Elle se tourna vers lui, mais ne répondit pas. Son visage s'était figé dans une expression d'étonnement hébété que Marc ne lui avait jamais vue. Il intervint.

— Cléo, tu étais avec Mathias ? C'est vrai ?

— Oui, il a raison ! Il y a comme un mur, avec marqué "accès non autorisé".

— Bah, je sais pas. Peut-être des travaux… ça n'est pas très grave. Allez, asseyez-vous. Mamie, redis-nous comment vous avez trouvé cette maison ?

— Oh, ce n'est pas une histoire très intéressante. Papy allait prendre sa retraite, alors nous avons cherché en Bretagne, dans les petits villages où c'était moins cher. Nous voulions être près de la mer, pour que nos petits enfants aient envie de venir nous voir ! Mathias n'était pas encore né à l'époque.

— Je sais, dit très vite Cléo. J'étais toute petite, mais on m'a raconté. Il y avait déjà Jason et Mathilde et…

— Laisse parler Mamie, coupa Nathalie. C'est pour elle que sommes ici. Pour l'écouter et nous rappeler toutes ces belles années !

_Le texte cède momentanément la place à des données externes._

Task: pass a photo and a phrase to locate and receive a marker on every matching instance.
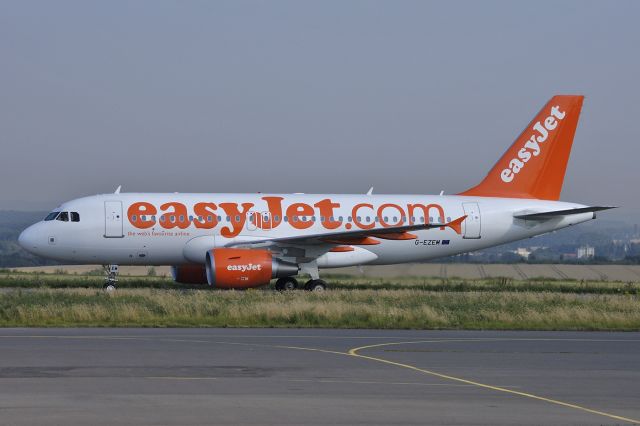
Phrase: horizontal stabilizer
(556, 213)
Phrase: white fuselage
(176, 229)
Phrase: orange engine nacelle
(189, 274)
(245, 268)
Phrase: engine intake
(245, 268)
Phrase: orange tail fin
(534, 166)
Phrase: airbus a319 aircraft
(238, 241)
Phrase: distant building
(586, 252)
(523, 252)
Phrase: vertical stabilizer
(535, 165)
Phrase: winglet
(456, 225)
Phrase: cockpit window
(51, 216)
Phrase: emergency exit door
(113, 219)
(472, 223)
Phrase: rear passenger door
(113, 224)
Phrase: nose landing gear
(315, 285)
(111, 278)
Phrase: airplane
(240, 241)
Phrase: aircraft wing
(556, 213)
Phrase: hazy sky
(410, 97)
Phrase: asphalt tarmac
(287, 377)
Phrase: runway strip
(267, 376)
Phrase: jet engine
(189, 274)
(245, 268)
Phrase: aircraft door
(472, 222)
(252, 220)
(113, 224)
(266, 221)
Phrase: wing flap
(557, 213)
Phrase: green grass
(392, 309)
(29, 299)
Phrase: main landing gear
(290, 283)
(111, 278)
(286, 284)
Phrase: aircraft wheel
(286, 284)
(315, 285)
(109, 287)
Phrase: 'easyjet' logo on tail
(532, 147)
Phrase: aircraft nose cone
(27, 239)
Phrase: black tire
(315, 285)
(286, 284)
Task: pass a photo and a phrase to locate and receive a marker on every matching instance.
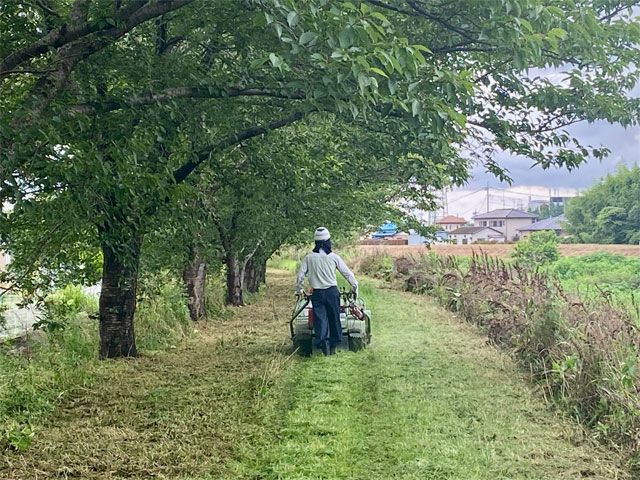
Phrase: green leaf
(380, 17)
(276, 61)
(416, 108)
(379, 72)
(422, 48)
(346, 37)
(557, 32)
(307, 38)
(293, 18)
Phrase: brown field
(497, 250)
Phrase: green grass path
(428, 400)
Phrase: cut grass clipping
(428, 400)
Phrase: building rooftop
(451, 219)
(505, 213)
(472, 230)
(553, 223)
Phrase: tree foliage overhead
(609, 212)
(122, 119)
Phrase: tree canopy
(609, 212)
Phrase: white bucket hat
(321, 234)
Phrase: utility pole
(487, 197)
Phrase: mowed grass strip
(428, 400)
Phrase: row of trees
(609, 212)
(191, 134)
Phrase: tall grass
(42, 369)
(583, 352)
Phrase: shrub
(583, 352)
(539, 249)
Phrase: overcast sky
(623, 143)
(624, 146)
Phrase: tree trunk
(262, 272)
(252, 275)
(194, 276)
(235, 274)
(118, 300)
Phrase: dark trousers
(326, 316)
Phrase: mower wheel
(304, 346)
(356, 344)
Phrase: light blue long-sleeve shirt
(321, 269)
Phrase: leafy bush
(583, 352)
(537, 250)
(48, 366)
(378, 266)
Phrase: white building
(469, 235)
(450, 222)
(506, 220)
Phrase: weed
(581, 350)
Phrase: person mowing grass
(321, 267)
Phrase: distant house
(469, 235)
(450, 223)
(553, 224)
(387, 229)
(506, 220)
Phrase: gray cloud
(623, 143)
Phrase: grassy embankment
(429, 399)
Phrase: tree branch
(183, 92)
(130, 16)
(181, 173)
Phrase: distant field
(498, 250)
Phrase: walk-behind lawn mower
(355, 320)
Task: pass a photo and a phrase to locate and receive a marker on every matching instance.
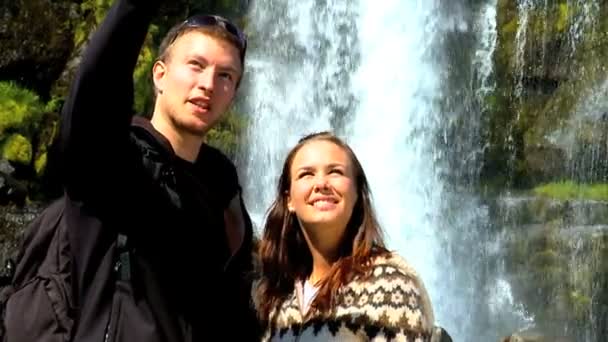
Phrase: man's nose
(207, 79)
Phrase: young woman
(326, 274)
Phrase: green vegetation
(225, 136)
(19, 107)
(93, 12)
(570, 190)
(142, 77)
(17, 149)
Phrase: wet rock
(36, 39)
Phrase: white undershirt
(308, 293)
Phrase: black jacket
(121, 175)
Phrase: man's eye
(196, 64)
(227, 75)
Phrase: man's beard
(188, 129)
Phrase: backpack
(38, 303)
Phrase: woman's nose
(321, 183)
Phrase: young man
(176, 199)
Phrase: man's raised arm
(97, 113)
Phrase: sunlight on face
(323, 188)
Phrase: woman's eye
(304, 174)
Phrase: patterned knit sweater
(391, 305)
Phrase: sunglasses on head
(216, 20)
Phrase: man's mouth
(202, 105)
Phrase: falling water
(369, 72)
(374, 72)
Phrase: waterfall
(369, 72)
(405, 83)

— C'est vrai que j'ai été très heureuse ici. Et j'ai pu voir grandir les enfants, les vôtres et ceux de Sébastien, été après été. Si vous saviez comme ça passe vite…

Ils continuèrent à l'écouter égrener ses souvenirs. Les enfants s'étaient levés et galopaient dans le jardin. Marc regardait sa mère, à la fois ému et crispé. Soudain, sa montre sonna. Il ne regarda pas l'écran, mais se leva d'un coup… il bredouilla.

— Bon, maman, on ne peut pas rester très longtemps. Il faut qu'on… heu, on a des…

— On a promis aux Sauvageot de passer les voir en fin d'après-midi, dit Nathalie dans un grand sourire. Et puis on ne veut pas trop vous fatiguer.

Mamie ne protesta pas. Elle s'était à nouveau figée dans son fauteuil, comme absente.

On y va, fit Marc. Ils partirent vers l'entrée.

— Cléo, Mathias, les enfants ! On repart.

Le temps de les appeler, ils étaient déjà dans leurs jambes.

— C'est déjà fini, interrogea Cléo ? On n'a pas dit au revoir à mamie !

— Maman, je veux voir mamie ! cria Mathias en écho.

— Mamie s'est endormie, mon chéri. On ne va pas la réveiller. On doit rentrer. Suivez-nous et faites attention au portillon.

Ils repassèrent aux vestiaires pour rendre leurs casques et leurs combinaisons, puis sortirent du memorarium. Sur la place bondée, Mathias, trois pas devant, n'avait d'yeux que pour les trottinettes. Nathalie s'était serrée contre son mari. Derrière, Cléo pleurait doucement, en silence. Le crachin n'avait pas cessé de la journée. Un vrai temps de Toussaint.